ANTOINE REYDELLET. La parole est en train de se libérer, c’est déjà un grand pas. Dès le printemps prochain, nous allons remonter au créneau : nous allons placarder dans tous les CHU une série d’affiches. Il s’agit de rappeler à tous les soignants où sont clairement les limites. L’une d’elles, par exemple, expliquera qu’une main aux fesses, ce n’est pas être lourd, c’est du harcèlement ! Et dans chaque cas type décrit, les peines encourues seront mentionnées.

Où l’effort de sensibilisation doit-il porter en priorité ?

Dans l’univers des blocs opératoires. Le bloc est par définition un lieu clos où s’exercent de fortes tensions de temps, d’efficacité, mais aussi de contrôle. Dans ce lieu confiné, de grande promiscuité, où le chirurgien est maître à bord, les tensions hiérarchiques peuvent s’exacerber et déraper : un interne m’a raconté qu’il s’était vu demander, un jour, en pleine intervention, de faire un strip-tease et il s’est exécuté.
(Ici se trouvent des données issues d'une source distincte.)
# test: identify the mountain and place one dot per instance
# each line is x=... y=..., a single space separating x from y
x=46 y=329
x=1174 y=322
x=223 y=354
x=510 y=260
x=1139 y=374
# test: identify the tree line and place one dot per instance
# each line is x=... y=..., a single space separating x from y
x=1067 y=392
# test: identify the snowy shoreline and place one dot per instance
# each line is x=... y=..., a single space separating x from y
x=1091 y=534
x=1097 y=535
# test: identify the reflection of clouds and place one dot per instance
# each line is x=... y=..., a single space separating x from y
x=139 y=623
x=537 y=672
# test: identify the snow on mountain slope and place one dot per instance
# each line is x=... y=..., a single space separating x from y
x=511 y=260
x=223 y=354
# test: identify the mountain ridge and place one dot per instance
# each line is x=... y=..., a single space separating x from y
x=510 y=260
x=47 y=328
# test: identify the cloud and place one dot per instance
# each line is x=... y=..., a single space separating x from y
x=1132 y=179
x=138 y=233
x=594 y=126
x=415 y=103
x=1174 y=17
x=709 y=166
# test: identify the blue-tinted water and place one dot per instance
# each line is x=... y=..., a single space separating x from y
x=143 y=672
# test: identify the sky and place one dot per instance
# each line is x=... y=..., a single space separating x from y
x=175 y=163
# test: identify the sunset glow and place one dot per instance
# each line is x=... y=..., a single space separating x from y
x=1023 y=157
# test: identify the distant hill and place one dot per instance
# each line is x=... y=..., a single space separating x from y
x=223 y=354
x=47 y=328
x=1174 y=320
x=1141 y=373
C’était la condition posée pour qu’il ait le droit de pratiquer certains actes. C’était sur le ton de la blague. Sauf que là, on n’était plus dans l’esprit carabin, mais dans l’abus de pouvoir.

Les plaintes sont pourtant rarissimes, les suites judiciaires inexistantes. Qu’est-ce qui bloque encore ?

Il y a la honte, la volonté de ne pas faire de vagues par crainte pour sa carrière. Dans certaines spécialités, tout le monde se connaît : parler peut coûter cher ! Pour casser ce cercle vicieux, les hospices civils de Lyon viennent de mettre en place (...)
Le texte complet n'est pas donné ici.